Building and running an online business successfully takes a lot. It therefor becomes extra more frustrating when someone leaves your shop without buying anything, whether you are getting them via content marketing, paid ads, or any other sources. A high traffic site is worthless if visitors are not converting into loyal customers. This is why optimizing your website, landing pages and ad copies is important. Understanding your conversions rates is the first step to your e-commerce site’s success.
An e-commerce conversion is recorded when a desired event occurred on your site. This is more often a sale, however, it might be sometimes adding products to cart or signing up for a newsletter.
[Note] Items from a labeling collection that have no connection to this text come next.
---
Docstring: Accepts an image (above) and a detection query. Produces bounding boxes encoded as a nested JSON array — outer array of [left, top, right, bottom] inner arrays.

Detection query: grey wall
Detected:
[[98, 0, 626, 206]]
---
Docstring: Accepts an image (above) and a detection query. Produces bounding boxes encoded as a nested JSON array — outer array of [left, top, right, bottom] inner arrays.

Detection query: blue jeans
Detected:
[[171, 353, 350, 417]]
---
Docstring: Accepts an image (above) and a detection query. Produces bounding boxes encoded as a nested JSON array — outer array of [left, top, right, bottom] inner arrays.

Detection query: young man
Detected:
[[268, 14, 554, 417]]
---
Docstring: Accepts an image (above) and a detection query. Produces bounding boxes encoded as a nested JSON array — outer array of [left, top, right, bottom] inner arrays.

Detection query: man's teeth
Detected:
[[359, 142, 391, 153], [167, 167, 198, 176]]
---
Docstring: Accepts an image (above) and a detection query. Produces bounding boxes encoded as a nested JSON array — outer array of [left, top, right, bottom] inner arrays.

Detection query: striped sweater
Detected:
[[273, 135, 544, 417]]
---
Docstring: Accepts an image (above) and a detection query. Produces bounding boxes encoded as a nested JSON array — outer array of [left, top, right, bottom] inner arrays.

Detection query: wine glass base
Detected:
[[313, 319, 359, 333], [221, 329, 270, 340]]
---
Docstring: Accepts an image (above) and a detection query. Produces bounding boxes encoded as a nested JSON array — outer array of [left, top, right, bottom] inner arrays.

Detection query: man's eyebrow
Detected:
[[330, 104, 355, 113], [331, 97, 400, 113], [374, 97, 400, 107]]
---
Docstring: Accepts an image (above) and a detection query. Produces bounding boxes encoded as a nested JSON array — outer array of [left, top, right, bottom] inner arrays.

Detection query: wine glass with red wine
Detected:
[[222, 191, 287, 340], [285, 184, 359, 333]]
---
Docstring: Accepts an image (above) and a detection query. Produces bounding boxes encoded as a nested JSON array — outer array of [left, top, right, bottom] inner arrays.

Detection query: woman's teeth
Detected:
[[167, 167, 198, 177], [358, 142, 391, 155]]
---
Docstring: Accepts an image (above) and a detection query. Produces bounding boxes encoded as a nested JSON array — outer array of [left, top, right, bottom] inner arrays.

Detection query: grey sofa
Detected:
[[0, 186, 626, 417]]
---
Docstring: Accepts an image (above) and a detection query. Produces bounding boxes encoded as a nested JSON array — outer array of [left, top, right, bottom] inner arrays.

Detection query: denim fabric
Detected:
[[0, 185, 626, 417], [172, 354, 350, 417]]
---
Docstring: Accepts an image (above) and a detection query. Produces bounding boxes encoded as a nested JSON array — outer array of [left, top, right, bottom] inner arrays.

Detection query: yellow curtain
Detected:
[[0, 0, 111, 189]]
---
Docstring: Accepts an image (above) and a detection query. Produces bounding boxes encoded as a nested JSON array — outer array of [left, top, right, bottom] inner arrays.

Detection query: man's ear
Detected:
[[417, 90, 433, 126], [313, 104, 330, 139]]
All these actions encourage your leads to go through the site’s sales funnel.
Some of the most common conversion metrics for an e-commerce website include:
- purchase from the site
- adding products to the cart
- adding an item to the wishlist
- signup for newsletter
- social media shares
- any KPI your business counts valuable
By calculating the conversion rate based on these attributes you can understand if your strategies correspond with your company’s goal or if it needs to be changed.
Conversion rate optimisation (CRO) refers to how effectively you convert your website visitors into paying customers, leads, or other metrics by the actions they take on your site. CRO is only one metric among many that can—and do—determine the success of your website, and a high conversion rate does not necessarily equal business success. After all, a website that has had only one visitor would have a conversion rate of 100% if that visitor converted, but a single conversion will not keep the doors open. Relevancy, relationship, your business vertical, cost of your product, cost-to-value ratio, copywriting and user experience all influence your conversion rate.
Hierarchy of conversions
Like Maslow’s hierarchy of needs, CRO has a hierarchy of conversions. The basic functionality of your website makes up the foundational layer and runs all the way up to the most specific CRO tweaks and adjustments. To quickly run through the different steps in the CRO hierarchy starting at the bottom and working our way to the top. Is your site functional, accessible, usable/user-friendly, intuitive and persuasive? When optimising your site for conversions, it’s important to start with the first step (functional) and make sure that is fully covered, before moving on to the next step and so on. Once you have these basic needs covered, you can apply the following tips to further increase your CRO:
- Communicate your value proposition – This should clearly communicate the benefit, or value, that the product or service in question will provide. You want to make your website visitors feel like they want what you offer.
- Improve page speed – Page speed is a prominent part of the core web vitals that Google intends to add to their existing search signals. Remove unnecessary formatting and properly size and format your page images to ensure your page is ready when your customers want it.
- Streamline page design – Distractions can stop your customers’ journey to the check-out page dead in its tracks, so don’t bombard your page visitors with too much at once! An efficient, streamlined page design not only looks more professional but also makes your customers feel like they’re in control of their site navigation.
- Mobile-first strategy – Assume your customers will buy using their mobile devices and then design your site and strategy accordingly. A site that’s attractive and easy to navigate on mobile puts you in a prime position the moment your potential customers are ready.
- A/B test your messaging – The words you use on your site can have a huge impact on your conversion rate. The language you use must speak to your ideal customers and demonstrate an authoritative understanding, not just of your brand and product or service, but of their needs as customers.
- Social proof – social proof is merely people doing what they see other people doing. It’s why we’re more likely to try a new restaurant if we see that many others are eating there. Make testimonials and positive user reviews readily available and visible on your site to let potential customers know they’re not in uncharted waters.